“Sensually mapping the world”

An article by Andrew Jefford over at the Financial Times’ Food and Drink section dissects the concept of “appellations d’origine controlée.” This refers to a system which provides legal protection for a name of an agricultural product made in a particular way in a particular place. Thus, champagne is not just any old sparkling wine, but, “wine produced by a special method, from pinot noir, pinot meunier and chardonnay grapes grown in a circumscribed region of France lying east of Paris.”

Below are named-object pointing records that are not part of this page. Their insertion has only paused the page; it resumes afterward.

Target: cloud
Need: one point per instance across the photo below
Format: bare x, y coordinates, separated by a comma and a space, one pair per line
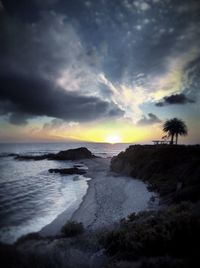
149, 120
27, 97
175, 99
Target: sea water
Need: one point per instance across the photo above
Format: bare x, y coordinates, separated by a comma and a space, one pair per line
30, 196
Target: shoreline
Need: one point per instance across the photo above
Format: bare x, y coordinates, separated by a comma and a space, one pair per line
109, 198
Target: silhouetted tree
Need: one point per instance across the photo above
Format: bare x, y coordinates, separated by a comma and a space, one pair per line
175, 127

The article is a great read. Here’s a longer sample, to give you the — as it were — flavour:

Thanks to the efforts of some 250 local growers with 9,000 ha of meadows irrigated by the river Durance via an intricate series of canals in place since the late 17th century, even hay from the stony Crau plain achieved certification, in 1997, to protect and expand the reputation of this uniquely sweet, nutritious animal feed; only these growers have the right to tie their bales with a distinctive red and white twine. The hay is cut three times every summer, the first cut being ideal for horses and beef cattle, the second cut for dairy cattle and milking ewes, and the third for sheep and goats… Appellations are a way of sensually mapping the world.

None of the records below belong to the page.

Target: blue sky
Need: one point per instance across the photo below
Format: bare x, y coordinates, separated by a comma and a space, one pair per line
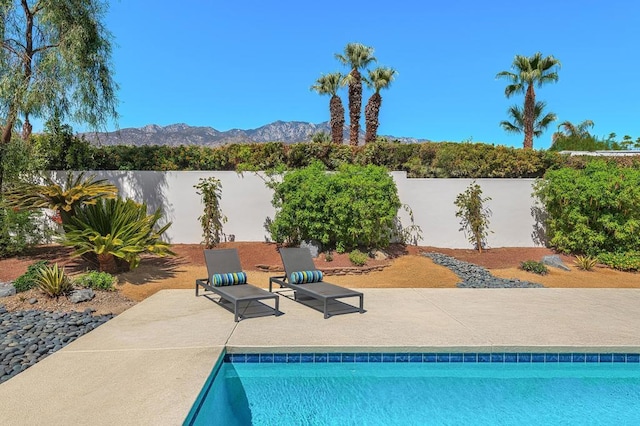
244, 64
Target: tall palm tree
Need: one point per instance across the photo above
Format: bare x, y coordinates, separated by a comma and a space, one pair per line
357, 56
540, 122
529, 71
328, 85
570, 129
379, 78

Appellations of origin (aka geographical indications) have been touted as a way of protecting the rights of traditional communities over the intellectual property associated with agricultural biodiversity, although they are currently mostly used in Europe, where

(t)hey are a way of bringing difference and diversity to an increasingly homogenised marketplace, and … provide a route of access and a banner of intelligibility for small producers whose own names would never mean anything and whose products might otherwise be misunderstood.

An inconvenience to large producers and retailers, appelations “promise difference, yet difference is difficult and complex, and one of the articles of faith of contemporary commerce is that successful products must always be easy, comprehensible and user-friendly.” Which reminds me of something a friend of mine recently said about her experiences at a conference on tropical fruits. There was a side-event on the importance of diversity, but she said the big commercial producers who attended were unconvinced, saying that consumers find diversity confusing. It is of course really the big commercial producers for whom diversity is most daunting. It just makes their life too difficult. For the rest of us, it makes life livable — or indeed possible.

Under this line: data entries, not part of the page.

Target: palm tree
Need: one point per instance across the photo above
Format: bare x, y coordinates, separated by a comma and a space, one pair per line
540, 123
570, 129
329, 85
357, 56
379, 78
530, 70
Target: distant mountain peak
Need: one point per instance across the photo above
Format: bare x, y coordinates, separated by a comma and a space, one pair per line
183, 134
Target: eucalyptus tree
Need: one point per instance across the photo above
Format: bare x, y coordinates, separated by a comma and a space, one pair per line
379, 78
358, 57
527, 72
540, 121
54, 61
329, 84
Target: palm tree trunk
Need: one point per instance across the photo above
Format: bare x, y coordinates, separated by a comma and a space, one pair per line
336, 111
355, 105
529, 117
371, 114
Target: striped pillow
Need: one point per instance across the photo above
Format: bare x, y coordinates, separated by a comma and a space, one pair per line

Can geographic indications protect cacao producers in Ghana, say — and the customers for their product — the way they presumably help the champagne makers of France and theirs? Or are they more trouble than they are worth, and stifling of innovation and experimentation? I suppose the recent spat between Starbucks and Ethiopia over coffee names is part this debate, although strictly speaking it was about trademarks rather than appellations of origin. We shall see. The current Doha round of trade negotiations does feature intense debate about geographic indications, with much lobbying from OriGIn, the Organization for an International Geographic Indications Network. But those negotiations don’t seem to be going anywhere fast.